I feel the same way about Arc’s picture-in-picture mode, which pops whatever you’re watching out into a small overlaid window when you switch tabs or move to a different app. (It even will carry the window over to another macOS Space if you switch to it.) Right now, it’s a really basic tool — it grabs the video player and puts it over other tabs — but The Browser Company has big plans for the feature. What if picture-in-picture also included the chat, so you could watch and talk in the overlay? What if it worked for video chats? What if it could be for more than just video?
Features like these are where Arc becomes more like an operating system than a browser and where its TikTok-for-the-web vision most reveals itself. In the near future, the company imagines, everything you do will be connected to the web. Even most native apps are now just wrappers around web apps. So why would you manage it all on your desktop? That’s why Arc thinks of the sidebar as an app launcher, and that’s why it has a place to store and browse all your screenshots and downloads so that you can do more without ever leaving the app.

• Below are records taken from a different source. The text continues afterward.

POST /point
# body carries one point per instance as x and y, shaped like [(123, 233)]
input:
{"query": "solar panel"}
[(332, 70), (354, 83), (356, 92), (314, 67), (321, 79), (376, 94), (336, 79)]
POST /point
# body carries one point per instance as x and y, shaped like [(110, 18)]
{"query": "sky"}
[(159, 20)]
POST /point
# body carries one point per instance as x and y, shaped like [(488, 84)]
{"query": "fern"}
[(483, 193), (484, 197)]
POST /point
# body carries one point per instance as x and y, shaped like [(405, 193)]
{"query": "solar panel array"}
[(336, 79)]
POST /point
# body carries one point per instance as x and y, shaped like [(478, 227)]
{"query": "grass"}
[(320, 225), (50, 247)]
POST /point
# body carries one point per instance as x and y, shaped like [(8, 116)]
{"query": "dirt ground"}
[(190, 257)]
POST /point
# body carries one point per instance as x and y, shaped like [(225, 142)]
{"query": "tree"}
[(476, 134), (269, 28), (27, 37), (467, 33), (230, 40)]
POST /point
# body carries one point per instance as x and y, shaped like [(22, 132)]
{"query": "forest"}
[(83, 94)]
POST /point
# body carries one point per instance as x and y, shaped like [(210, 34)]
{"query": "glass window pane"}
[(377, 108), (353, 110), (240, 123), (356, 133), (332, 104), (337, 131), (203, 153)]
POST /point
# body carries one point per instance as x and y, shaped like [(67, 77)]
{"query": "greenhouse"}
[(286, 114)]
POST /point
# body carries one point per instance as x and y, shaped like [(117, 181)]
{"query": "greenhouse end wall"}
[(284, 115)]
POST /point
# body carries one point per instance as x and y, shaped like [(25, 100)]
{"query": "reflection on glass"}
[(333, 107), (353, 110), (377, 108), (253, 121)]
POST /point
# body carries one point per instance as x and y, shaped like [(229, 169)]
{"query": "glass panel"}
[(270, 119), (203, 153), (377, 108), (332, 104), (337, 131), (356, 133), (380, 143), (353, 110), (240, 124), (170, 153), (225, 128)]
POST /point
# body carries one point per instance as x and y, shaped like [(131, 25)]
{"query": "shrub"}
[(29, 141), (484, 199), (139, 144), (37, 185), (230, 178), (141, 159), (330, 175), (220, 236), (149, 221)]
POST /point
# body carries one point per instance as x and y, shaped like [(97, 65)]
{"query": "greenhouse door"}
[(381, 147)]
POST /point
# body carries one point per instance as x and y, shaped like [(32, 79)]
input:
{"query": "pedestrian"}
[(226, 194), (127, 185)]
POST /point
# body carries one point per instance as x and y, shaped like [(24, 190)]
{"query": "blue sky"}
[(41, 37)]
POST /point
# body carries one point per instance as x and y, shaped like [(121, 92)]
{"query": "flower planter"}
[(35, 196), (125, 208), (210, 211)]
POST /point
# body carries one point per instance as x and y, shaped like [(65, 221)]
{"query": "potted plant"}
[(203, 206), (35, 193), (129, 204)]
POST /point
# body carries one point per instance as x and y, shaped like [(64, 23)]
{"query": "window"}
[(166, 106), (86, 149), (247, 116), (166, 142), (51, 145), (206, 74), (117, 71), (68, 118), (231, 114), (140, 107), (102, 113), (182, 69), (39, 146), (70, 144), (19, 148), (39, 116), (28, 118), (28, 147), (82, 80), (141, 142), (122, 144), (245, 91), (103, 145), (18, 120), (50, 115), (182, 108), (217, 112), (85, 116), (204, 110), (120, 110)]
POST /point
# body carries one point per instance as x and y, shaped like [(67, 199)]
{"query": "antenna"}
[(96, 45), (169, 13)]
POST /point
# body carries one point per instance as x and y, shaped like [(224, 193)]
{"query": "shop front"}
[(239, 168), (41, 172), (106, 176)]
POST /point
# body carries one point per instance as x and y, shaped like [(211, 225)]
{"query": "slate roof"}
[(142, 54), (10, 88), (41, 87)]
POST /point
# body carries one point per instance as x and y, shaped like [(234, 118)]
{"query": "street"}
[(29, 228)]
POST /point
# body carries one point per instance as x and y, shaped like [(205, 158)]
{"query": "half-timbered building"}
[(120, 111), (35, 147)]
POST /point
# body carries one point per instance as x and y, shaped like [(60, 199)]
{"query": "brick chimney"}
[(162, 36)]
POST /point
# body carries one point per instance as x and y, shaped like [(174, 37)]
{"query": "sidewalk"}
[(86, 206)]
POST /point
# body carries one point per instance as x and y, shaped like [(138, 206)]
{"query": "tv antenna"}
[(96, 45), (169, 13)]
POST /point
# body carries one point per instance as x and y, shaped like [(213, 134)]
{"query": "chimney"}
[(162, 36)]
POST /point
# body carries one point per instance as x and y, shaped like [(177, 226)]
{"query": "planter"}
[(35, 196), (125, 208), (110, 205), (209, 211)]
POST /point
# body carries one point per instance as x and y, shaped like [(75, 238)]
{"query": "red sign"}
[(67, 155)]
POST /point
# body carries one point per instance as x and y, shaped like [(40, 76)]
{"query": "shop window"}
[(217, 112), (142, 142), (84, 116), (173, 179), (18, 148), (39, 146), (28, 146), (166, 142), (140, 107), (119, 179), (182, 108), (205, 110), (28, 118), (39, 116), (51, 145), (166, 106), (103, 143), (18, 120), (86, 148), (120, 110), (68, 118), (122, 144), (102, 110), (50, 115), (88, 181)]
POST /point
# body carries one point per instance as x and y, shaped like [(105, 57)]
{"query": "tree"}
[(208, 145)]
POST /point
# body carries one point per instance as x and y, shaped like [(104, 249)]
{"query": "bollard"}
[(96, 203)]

Easels are one of the most powerful features of Arc and one of the ways it tries to remix the web. Image: Arc / David Pierce
The Browser Company even built two new apps into Arc: Notes and Easels. Notes is really simple, just a way to quickly open a blank page and write stuff down. Every page gets its own URL, so you can save it or share it with others. Easels are much more powerful and a glimpse at Arc’s true ambitions. An easel is essentially a whiteboard, an empty space on which you can write, draw, or add pictures or videos. You can even replace a screenshot with a live version of any webpage, turning an easel into a real-time view of many websites at once. Every easel is shareable and collaborative, too.
Arc also makes it easy to edit and tweak any website you use. Its Boosts feature works kind of like browser extensions, only much simpler: you can just write a few lines of CSS and quickly change how a site looks or works. I have one that removes the Trending sidebar from Twitter and another that cleans up my Gmail page. Eventually, it sounds like there will be a Boosts store a la the App Store or Chrome Web Store, but even now, it’s pretty easy to figure out how to tweak sites to your liking.
In a way, Arc is more like ChromeOS than Chrome. It tries to expand the browser to become the only app you need because, in a world where all your apps are web apps and all your files are URLs, who really needs more than a browser? For the moment, I do, if only because Arc’s bad window management makes it too hard to quickly move amongst all my stuff.
But I think Arc is right: we do need an operating system for the web, a tool that makes it easier for us to work across apps, helps us organize everything, and adds some platform-wide tools to make it all better. The app will be vastly more useful when it’s available on mobile and Windows, but it has already cemented its place as my default browser. Tabs are dead. Long live sidebars.